第20話 フェスティバル

 楓が薬を飲んで1時間が経つ。


「ん、ん〜少し寝ちゃったのね……」


 運転席から座席周りを見渡すと、ナッツンも俺もぐっすりと寝ていた。


「イサムにはバレてないかしら?」


 後部座席を見ると俺は頭を項垂れ、ニヤつかせながら寝言を言い始める。


「でへ、でへ、ナ、ナッツン……俺と付き合ってくれ……」


 その声が聞こえた途端、楓は怒りを露わにして先ほど飲み終えたペットボトルを俺の頭に投げ付ける。


 コッン!


「いてっ〜! 何するんだよ」

「うるさい、バカ!」


 なんで怒られたのか、身に覚えが無い俺は『また楓のヒステリーかよ』とブツかった頭を撫でて痛みをとっていた。


「ナツ、起きて。
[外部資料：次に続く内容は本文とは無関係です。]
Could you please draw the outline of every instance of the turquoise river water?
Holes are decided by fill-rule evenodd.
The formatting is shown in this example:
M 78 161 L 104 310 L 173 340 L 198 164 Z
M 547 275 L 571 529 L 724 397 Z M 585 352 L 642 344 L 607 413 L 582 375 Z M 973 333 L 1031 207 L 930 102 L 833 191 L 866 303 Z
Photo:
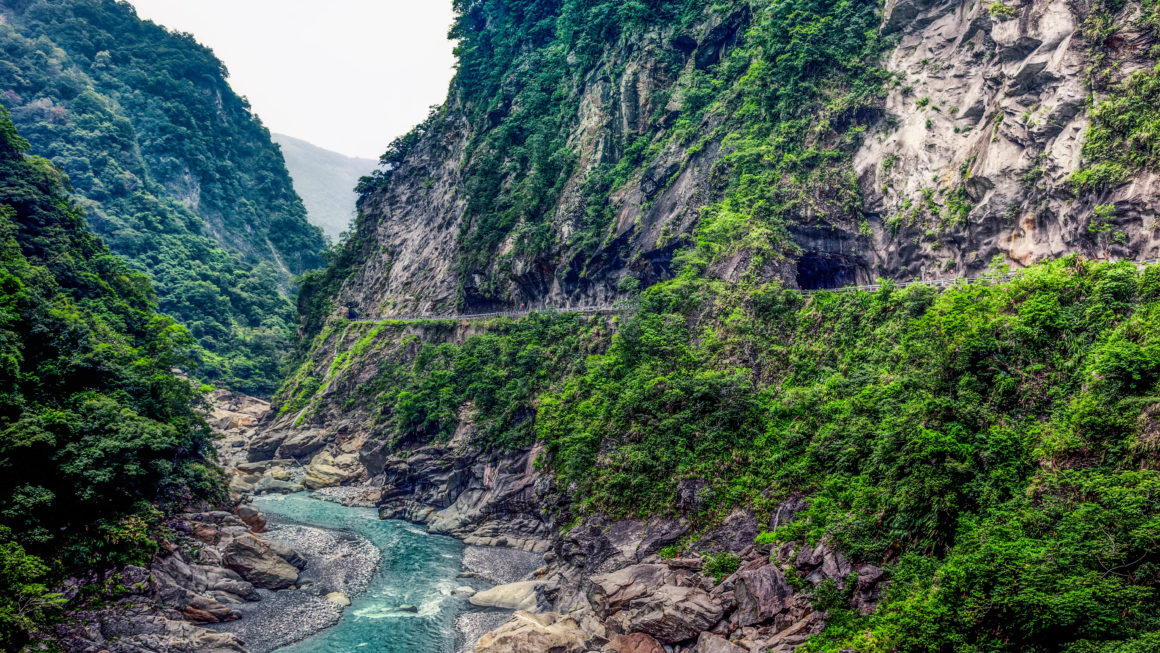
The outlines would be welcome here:
M 352 531 L 383 554 L 367 592 L 354 599 L 337 625 L 278 653 L 455 651 L 455 618 L 467 607 L 466 599 L 451 594 L 467 584 L 455 577 L 462 570 L 461 542 L 406 522 L 382 521 L 372 508 L 348 508 L 306 494 L 259 497 L 255 504 L 275 519 Z M 400 611 L 404 604 L 418 612 Z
そろそろ行きましょ」


 寝ているナッツンを揺さぶり起こすとゆっくりと目を開け、楓を見た瞬間に身体の状態を聞いてしまう。


「ん、ん〜っ、楓。起きたのね、身体はもう平気なの?」

「ナツ、今は……」

「あっ!」


 楓がナッツンにアイコンタクトを送り、首を振る。

 『ダメよ』と合図を出すと、ナッツンも口に出してしまった事に『やばい』と両手で口を塞ぎながら後部座席に居る俺を恐る恐る覗いてみる。


「ん! なんだ楓、調子が悪いのか? 腹を出して寝るからそう言う風になるんだぞ。ちゃんとパジャマか寝巻きに腹巻でも付けて寝ろよなぁ〜」


 などと白々しく明後日な事を言い出し、知らないフリを俺は見せた。

 『ホッ』としながらも楓はその返答に不満を苛立ち、また怒り始める。


「うるさいわね、私はそんなに寝相が悪くないわよ!」


 今度は自身のセカンドバックを俺に投げ付け、顔面にヒットさせる。


「ぐはっ!」


 俺はその場で悶え苦しみ、数分間のたうち回った。


「ナツ! バカがのたうち回ってるうちに変装しましょ」


 楓とナッツンの2人は身バレを防ぐ為に変装を始める。


「楓、これでバレないかしら?」

「大丈夫じゃない? 服も地味だし、髪も纏めてるからバレ無いわよ。後はサングラスとカプリーヌ帽子を被ればOKね」


 5,000人のチャンネル登録者数を持つナッツンは、ここに来ているかもしれないリスナー達にバレ無い様、十分な変装をしていた。


「楓はそれだけでいいの?」

「私はこれで大丈夫よ」


 楓の方も俳優の娘としての意識があるのか、キャスケット帽子と伊達メガネを掛け、身バレを防いでいた。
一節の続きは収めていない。